日々の寝言~Daily Nonsense~

如月小春戯曲集

今日は、久しぶりに朝早く目が覚めたので、
今年の GW ももう終わりだなぁ、などと思いながら、
なんとなく本棚を眺めて、目に着いた
如月小春さんの戯曲集を手に取った。

1982年に新宿書房から出版された初版本で、
ご本人の直筆サイン入りである。

「家、世の果ての」と「ANOTHER」という、
如月さんの二大傑作が収録されている。

どちらも、何度か見ていて、
どちらも、未だに舞台の風景を
ふと思い出すことがある。

ただし、私の記憶の中では、
「家、世の果ての」は、対になる作品「工場物語」
と完全にごっちゃになっている。

スーパー不夜城は工場だし、
はな子と五郎は、はな子とミノルだし、
ブラッキーはハルノスケだ。

はじまりの、冥府のような場所に
閉じ込められているシーンも、
そして、ラストシーンの、とても印象的な
「都市よ! 老いたる都市よ!」も共通している。

降り注ぐ銀箔?とピンスポットの中で、
瀧川真澄さんが拳を上げて叫ぶシーンは
忘れられない。

瀧川さんは、如月さんの亡きあとを
実質的に引き継いで活動されている

もうひとつの「ANOTHER」は、
月並区の自動販売機が主人公?で、
都市における経験の「非リアル性」という、
仮想空間で過ごす時間が増えている現在に
直接つながるテーマを扱っているのだが、

冒頭の印象的な長いセリフ
「・・・で、寒い日っていうと決まって薄着をして
荻窪あたりまでうろうろ一人で歩いてみたくなるんです。
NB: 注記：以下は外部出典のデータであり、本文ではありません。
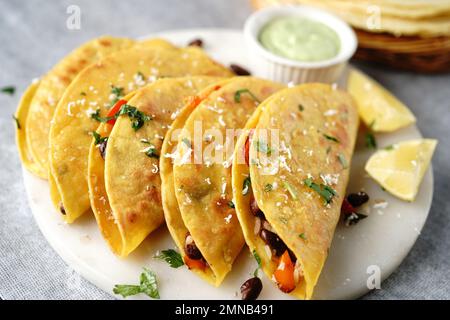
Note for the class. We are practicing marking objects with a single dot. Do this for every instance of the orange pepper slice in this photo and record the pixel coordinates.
(285, 274)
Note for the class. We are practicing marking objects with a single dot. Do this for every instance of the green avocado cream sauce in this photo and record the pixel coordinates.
(300, 39)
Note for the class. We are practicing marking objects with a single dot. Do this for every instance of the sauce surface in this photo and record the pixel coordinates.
(300, 39)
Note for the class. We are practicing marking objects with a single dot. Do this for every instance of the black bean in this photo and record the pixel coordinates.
(102, 148)
(251, 289)
(196, 43)
(292, 256)
(62, 209)
(273, 241)
(239, 71)
(255, 209)
(191, 249)
(358, 199)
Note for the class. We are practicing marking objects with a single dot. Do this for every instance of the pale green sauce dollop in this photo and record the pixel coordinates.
(300, 39)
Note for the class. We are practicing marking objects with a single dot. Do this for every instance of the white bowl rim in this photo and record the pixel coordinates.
(258, 19)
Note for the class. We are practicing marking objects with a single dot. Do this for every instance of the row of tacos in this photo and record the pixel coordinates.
(114, 129)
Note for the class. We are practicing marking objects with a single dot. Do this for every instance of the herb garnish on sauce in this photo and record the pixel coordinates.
(98, 138)
(246, 186)
(172, 257)
(138, 118)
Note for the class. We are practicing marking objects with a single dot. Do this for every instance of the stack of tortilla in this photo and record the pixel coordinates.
(405, 34)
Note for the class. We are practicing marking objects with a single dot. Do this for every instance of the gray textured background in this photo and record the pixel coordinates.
(33, 37)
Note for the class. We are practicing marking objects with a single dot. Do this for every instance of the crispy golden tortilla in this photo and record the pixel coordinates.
(21, 133)
(304, 116)
(129, 209)
(51, 89)
(203, 190)
(94, 90)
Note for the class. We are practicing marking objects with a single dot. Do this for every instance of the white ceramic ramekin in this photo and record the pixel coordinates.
(265, 64)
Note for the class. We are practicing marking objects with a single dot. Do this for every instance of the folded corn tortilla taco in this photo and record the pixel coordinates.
(89, 99)
(42, 103)
(126, 199)
(196, 187)
(290, 172)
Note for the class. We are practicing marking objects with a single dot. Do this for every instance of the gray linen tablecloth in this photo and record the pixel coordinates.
(33, 36)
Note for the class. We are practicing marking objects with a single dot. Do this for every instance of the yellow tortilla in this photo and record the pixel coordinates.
(21, 133)
(72, 125)
(203, 189)
(127, 210)
(172, 214)
(303, 115)
(50, 91)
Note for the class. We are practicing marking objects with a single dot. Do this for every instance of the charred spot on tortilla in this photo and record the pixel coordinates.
(246, 185)
(239, 71)
(191, 249)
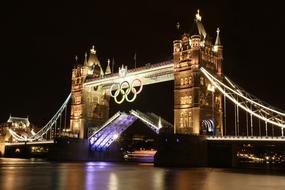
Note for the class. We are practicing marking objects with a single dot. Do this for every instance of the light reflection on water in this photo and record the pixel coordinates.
(38, 174)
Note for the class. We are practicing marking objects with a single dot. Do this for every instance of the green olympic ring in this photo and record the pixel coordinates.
(124, 88)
・・・」
を読んだだけで、伊藤一尋さんが一人で語る舞台の
「雰囲気」が蘇ってきて、鳥肌が立つ。

「ボクハ ソンケイスル
 アメノヒモ カゼノヒモ
 ヂット タチツヅケル
 ジドウハンバイキヲ ソンケイスル
 ・・・」

伊藤一尋さんは、その後、TBS で
プロデューサーとして活躍された。